# honda GX 240 not enough rpm



## tenmile (Jul 21, 2010)

I have a honda gx 240 on a wacker packer plate tamp. It had sat up for a long time so I had to clean the carb and install a new fuel tank and line. It now cranks and runs good, but does not reach high enough rpm to make the plate vibrate as hard as it should. I have adjusted the idle speed screw on the speed control lever with no improvement. Also sprayed carb cleaner around the insulator with only slight change in engine speed. The valves seemed real loose so I adjusted them to .006 which did not help. ( would like to know the correct valve lash if someone has it.). Also, it runs best with the choke partially closed, so it is running lean. Anyone know anything else I need to try? Thanks.


----------



## LowRider (Dec 23, 2008)

if you want this thing to run tip top your gonna need to take the cage off. only way to truly clean this machine.

the valve clearence is (IN-.015 - Out-.020mm). Spraying carb cleaner in the carb doesn't clean the carb on this machine. you need to take the carb off and remove the main jet, and remove the other jet (not sure what it really called) but under the adjustment screw theres another jet. a flat head screw driver should work to pop it off. be carefull cause there is a small o-ring on it so don't loose it and check it to make sure its good. gonna need your self a carb wire cleaning kit. check your gaskets while your at it.
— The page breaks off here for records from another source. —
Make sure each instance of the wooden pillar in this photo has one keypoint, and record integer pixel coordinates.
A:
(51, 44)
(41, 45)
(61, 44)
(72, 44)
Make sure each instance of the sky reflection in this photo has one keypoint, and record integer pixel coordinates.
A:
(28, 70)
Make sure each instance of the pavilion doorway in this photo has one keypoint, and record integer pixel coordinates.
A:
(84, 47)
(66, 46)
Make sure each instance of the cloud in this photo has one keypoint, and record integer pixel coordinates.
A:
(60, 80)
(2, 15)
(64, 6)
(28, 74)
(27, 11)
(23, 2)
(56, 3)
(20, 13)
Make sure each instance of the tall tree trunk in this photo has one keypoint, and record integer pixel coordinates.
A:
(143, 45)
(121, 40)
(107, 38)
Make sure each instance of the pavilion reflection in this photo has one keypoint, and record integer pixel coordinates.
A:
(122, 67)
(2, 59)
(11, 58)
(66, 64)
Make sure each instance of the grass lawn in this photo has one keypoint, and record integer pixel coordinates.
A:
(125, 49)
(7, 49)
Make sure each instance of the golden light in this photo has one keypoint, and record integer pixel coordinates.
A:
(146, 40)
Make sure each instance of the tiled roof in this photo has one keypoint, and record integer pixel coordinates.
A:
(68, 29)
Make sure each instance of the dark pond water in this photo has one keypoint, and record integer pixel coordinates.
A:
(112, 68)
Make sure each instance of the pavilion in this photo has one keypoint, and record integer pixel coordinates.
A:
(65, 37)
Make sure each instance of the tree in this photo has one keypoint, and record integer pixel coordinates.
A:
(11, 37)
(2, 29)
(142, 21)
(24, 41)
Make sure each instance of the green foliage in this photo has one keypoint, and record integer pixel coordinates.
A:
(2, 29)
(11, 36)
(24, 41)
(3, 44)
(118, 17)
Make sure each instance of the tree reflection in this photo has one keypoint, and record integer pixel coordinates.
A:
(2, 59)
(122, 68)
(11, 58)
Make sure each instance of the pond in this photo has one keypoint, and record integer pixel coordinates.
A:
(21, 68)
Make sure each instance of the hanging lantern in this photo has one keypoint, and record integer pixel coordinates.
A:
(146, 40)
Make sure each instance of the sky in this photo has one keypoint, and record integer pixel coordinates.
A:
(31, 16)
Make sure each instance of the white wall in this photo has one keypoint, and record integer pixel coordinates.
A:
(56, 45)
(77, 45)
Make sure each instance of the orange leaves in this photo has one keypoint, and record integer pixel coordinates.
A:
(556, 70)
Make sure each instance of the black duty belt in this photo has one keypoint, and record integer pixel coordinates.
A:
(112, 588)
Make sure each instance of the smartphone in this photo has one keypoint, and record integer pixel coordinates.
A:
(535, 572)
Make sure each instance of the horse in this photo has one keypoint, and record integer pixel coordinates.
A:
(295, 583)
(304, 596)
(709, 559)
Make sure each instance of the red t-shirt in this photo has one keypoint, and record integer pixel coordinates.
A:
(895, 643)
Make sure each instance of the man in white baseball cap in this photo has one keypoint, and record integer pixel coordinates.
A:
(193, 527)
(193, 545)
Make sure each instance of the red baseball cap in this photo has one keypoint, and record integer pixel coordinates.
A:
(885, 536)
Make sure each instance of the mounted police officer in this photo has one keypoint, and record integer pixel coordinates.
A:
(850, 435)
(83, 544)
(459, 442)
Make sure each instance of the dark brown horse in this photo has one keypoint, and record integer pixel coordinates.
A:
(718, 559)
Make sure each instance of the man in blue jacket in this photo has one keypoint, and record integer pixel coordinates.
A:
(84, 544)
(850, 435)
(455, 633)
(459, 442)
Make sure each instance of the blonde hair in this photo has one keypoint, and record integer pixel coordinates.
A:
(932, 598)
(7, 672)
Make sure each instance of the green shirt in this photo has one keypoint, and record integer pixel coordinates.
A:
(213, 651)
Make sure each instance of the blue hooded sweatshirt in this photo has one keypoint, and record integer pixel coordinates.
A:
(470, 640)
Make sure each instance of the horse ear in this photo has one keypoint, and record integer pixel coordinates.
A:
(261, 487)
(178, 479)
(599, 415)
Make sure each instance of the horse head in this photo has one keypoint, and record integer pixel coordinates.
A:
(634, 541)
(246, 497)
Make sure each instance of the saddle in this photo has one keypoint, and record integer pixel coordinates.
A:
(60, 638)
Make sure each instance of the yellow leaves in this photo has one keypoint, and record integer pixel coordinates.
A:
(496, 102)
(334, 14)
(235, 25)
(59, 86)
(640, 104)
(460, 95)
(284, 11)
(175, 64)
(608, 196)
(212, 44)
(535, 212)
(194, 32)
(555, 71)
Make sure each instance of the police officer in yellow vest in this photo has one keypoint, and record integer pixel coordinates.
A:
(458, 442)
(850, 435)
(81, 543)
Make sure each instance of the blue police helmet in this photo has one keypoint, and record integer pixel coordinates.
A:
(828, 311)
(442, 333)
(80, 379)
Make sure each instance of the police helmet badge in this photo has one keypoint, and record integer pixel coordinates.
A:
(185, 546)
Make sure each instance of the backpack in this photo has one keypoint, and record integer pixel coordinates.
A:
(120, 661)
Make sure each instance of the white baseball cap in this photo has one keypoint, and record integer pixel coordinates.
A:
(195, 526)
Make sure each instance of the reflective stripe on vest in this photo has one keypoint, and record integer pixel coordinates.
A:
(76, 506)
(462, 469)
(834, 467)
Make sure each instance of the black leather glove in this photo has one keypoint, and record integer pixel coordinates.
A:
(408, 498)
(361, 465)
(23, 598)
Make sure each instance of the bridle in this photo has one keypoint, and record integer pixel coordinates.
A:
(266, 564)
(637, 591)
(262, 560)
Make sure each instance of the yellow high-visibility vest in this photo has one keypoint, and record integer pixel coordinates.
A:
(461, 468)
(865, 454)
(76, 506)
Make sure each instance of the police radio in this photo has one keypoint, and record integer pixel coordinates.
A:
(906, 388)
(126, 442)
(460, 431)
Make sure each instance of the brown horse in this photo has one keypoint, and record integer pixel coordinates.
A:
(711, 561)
Also clean the air intake elbow and make sure there is no dirt in it.

Next take the gas tank off and spray the govenor arm off real good. hopefully you already did this when replaceing the fuel line. 

The carburator is the culprit but spraying off the govenor arm will help.


----------



## tenmile (Jul 21, 2010)

Thank you for your reply. to clarify, by cage what do you mean? I did not clean the carb with spray, just used it to see if the mounting gaskets were leaking. carb was removed, disassembled and soaked in carb cleaner several days. Is the other jet under the black screw on top of carb, or are you referring to the pilot jet on the side of carb where it mounts to the engine? thanks...


----------



## LowRider (Dec 23, 2008)

if its the 1540 it will have a metal cage around the engine. it may not on yours depending on model. the 1540 are just more popular so i just figured. yes what i was referring to was the pilot jet right under the throttle stop screw on top of carb (have to remove this competly out), NOT to be CONFUSED with the pilot screw which has a cap on it and is on the side of carb.

heres a break down of the carb off Honda's Website
http://cssportal.css-club.net/honda.../Cab check sheet/en-us/GX120-390/pdf_mode.pdf

if you didn't remove the jets and run a wire through them i still say the carb. just soaking it does nothing especially if it sat for a long period of time. the main jet will be clogged or caked up. And like i said spray the govenor arm off to if it was caked in dirt. it won't rev all the way up as the arm won't fully swing open.


----------